AXA in £150m settlement for software glitch

Financial services giant AXA will be forced to pay millions of pounds to clients after it emerged that errors in trading software were hidden by three of its subsidiaries, prompting bad performance in investment portfolios.

Financial services giant AXA will be forced to pay millions of pounds to clients after it emerged that errors in trading software were hidden by three of its subsidiaries, prompting bad performance in investment portfolios.

According to the Wall Street Journal, the company will have to pay a $25m (£15.5m) fine to the US Securities and Exchange Commission (SEC), on top of the $217m (£134m) to backers who had been told that market volatility and other factors - but not the software failures - were the reason for the losses across their investments.

An error had been found in the system last April, according to the article, but staff covered up the glitches and failed to report it to senior management.
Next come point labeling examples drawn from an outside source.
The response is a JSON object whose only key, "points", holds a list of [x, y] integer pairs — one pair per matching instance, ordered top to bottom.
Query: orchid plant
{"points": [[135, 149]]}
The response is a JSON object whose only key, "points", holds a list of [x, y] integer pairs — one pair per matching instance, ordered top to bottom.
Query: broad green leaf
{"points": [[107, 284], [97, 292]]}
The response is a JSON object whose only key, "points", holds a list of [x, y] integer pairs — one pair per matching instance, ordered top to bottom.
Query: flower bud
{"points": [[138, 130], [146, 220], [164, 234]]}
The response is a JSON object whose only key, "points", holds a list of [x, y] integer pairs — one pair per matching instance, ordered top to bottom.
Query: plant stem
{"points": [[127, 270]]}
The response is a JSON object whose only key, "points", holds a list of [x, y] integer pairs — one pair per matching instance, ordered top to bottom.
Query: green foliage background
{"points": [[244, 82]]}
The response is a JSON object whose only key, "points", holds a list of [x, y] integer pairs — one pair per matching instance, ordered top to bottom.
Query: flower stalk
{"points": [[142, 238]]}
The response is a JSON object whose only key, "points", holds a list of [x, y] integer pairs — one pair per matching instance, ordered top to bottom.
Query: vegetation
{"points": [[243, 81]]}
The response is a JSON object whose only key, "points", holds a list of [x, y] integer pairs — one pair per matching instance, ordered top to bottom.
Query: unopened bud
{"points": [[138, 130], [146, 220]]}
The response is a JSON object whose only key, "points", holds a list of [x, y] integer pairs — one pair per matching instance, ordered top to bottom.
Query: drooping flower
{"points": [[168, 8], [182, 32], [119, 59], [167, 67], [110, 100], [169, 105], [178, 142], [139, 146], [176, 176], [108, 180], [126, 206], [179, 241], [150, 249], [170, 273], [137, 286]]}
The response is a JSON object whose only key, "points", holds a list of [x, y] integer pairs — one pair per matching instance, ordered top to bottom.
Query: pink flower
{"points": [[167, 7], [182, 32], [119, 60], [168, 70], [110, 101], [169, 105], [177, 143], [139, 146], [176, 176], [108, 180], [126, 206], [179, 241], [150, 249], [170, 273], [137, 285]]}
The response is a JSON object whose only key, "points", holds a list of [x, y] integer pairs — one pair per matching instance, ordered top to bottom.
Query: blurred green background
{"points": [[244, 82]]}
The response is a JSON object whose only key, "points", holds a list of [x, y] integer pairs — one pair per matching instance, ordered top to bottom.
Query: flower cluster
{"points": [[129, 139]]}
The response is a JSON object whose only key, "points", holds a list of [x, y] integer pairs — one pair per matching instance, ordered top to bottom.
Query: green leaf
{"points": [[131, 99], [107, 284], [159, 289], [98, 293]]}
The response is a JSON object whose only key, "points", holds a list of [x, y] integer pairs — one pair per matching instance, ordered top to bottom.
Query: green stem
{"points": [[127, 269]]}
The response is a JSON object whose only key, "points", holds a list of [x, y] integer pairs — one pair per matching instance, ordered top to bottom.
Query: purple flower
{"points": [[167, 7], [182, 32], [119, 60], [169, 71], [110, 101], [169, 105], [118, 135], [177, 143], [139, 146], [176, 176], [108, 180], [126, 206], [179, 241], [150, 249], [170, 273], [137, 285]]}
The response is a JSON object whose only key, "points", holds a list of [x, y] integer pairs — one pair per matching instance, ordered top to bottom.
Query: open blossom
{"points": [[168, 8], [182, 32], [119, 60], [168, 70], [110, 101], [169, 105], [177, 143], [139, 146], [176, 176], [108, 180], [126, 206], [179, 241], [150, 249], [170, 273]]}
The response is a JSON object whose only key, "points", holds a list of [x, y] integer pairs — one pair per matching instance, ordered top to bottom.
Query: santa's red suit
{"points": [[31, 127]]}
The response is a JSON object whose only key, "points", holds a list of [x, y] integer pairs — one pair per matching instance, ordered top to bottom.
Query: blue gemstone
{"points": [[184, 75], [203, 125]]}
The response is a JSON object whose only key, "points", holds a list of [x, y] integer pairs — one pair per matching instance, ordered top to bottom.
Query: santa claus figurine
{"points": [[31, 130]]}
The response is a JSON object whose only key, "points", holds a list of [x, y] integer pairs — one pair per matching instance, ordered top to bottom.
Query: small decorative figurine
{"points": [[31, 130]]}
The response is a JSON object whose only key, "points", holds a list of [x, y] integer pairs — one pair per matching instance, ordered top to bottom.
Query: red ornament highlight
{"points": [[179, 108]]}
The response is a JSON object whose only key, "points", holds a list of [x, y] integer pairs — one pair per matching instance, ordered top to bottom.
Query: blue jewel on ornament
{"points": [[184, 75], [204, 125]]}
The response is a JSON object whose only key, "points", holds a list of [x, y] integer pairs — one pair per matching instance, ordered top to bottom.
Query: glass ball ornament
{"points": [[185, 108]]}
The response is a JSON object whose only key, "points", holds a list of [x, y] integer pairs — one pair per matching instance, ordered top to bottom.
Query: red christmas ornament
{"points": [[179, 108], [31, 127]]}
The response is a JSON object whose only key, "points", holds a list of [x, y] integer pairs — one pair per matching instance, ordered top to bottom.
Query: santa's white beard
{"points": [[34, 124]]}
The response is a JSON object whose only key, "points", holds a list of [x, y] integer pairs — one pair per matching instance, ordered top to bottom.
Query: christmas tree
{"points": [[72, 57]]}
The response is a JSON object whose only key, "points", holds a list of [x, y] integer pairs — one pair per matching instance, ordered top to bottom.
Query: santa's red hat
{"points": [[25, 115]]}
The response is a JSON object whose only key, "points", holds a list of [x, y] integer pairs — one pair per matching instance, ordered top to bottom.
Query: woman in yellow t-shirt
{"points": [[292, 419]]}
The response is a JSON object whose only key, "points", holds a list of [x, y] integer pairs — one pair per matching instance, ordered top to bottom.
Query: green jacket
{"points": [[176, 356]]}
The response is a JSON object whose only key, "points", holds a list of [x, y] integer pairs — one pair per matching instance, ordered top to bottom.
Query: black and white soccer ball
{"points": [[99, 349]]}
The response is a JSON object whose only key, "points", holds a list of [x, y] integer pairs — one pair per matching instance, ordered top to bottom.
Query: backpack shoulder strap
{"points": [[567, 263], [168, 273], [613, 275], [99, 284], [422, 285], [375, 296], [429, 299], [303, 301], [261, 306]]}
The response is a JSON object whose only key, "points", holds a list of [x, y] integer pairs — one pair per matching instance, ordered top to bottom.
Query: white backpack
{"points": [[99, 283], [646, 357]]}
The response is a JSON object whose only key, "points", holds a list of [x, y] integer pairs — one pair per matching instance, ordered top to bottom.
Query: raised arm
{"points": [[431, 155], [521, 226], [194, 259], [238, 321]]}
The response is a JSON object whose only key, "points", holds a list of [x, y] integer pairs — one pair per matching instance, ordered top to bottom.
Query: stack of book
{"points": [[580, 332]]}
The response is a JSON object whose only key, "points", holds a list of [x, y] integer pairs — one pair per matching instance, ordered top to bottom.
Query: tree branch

Three AXA companies were involved in the blunder, AXA Rosenberg Group LLC, AXA Rosenberg Investment Management LLC, and Barr Rosenberg Research Center LLC. The error - which was introduced into the quantitative investment model they use to manage client assets in April 2007 - has since been fixed.

"To protect trade secrets, quantitative investment managers often isolate their complex computer models from the firm's compliance and risk management functions and leave oversight to a few sophisticated programmers," Robert Khuzami, director of the SEC's division of enforcement, said in a statement.

"The secretive structure and lack of oversight of quantitative investment models, as this case demonstrates, cannot be used to conceal errors and betray investors."